PIKIRAN RAKYAT – Ramai di internet, seruan ancaman pembunuhan terhadap Presiden RI Prabowo Subianto, buntut warganet yang kontra terhadap Undang-Undang Tentara Nasional Indonesia (UU TNI). Pelaku disebut-sebut dapat dipenjarakan dengan jeratan pasal berlapis.
Menurut Direktur Indonesia Political Review (IPR) Iwan Setiawan, narasi yang muncul di platform X (dulu Twitter) ini bukan termasuk hal sepele.
Menurutnya, penyebaran ancaman semacam itu bukan hanya tindakan kriminal melainkan juga bisa sangat mengganggu stabilitas politik nasional.

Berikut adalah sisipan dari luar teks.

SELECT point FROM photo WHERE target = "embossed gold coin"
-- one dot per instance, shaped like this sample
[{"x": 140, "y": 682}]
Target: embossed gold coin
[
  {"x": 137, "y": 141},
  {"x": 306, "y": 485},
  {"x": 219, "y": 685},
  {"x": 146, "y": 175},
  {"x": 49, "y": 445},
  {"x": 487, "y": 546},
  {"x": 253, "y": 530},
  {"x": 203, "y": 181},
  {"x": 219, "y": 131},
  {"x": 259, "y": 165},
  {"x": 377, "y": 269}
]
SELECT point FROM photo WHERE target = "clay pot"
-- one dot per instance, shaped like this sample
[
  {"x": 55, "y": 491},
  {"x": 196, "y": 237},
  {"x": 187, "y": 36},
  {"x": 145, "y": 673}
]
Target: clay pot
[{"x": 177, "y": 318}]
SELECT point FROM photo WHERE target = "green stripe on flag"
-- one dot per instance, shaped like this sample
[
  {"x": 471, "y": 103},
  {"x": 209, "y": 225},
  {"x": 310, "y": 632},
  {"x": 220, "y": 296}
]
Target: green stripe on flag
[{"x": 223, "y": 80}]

“Dampak politik ancaman pembunuhan presiden dapat sangat signifikan dan berpotensi mengganggu stabilitas politik suatu negara, bisa memicu kerusuhan terutama jika ancaman tersebut dianggap serius,” kata Iwan saat dihubungi ANTARA dari Jakarta, Sabtu, 29 Maret 2025.
Pasal Berlapis bagi Pelaku
Iwan menjelaskan, sejumlah upaya perlu dilakukan agar tidak menjamur hal serupa di kalangan masyarakat. Terutama saat penggiringan opini masyarakat semakin mudah dilakukan secara online.
Menurutnya, pelaku penyebaran ancaman ini dapat dijerat dengan berbagai pasal, antara lain:
Pasal 218 KUHP tentang penghinaan terhadap Presiden Pasal 27 ayat (3) UU ITE tentang penyebaran ujaran kebencian dan ancaman kekerasan Pasal 28 ayat (2) UU ITE tentang penyebaran ujaran kebencian dan ancaman kekerasan Pasal 160 KUHP tentang penghasutan melawan penguasa Pasal 369 KUHP tentang pengancaman
“Langkah ini harus dilakukan agar tidak melebar menjadi krisis politik yang lebih besar. Jika dibiarkan, penghasutan seperti ini bisa berlanjut dan bahkan dapat menggiring orang-orang yang sedang frustasi untuk melakukan tindakan yang lebih ekstrem,” ujarnya.
Sekilas Kisruh UU TNI
Sebelumnya, Rapat Paripurna DPR RI Ke-15 Masa Persidangan II Tahun Sidang 2024–2025 pada Kamis, 20 Maret 2025, menyetujui RUU TNI untuk disahkan menjadi Undang-Undang TNI baru.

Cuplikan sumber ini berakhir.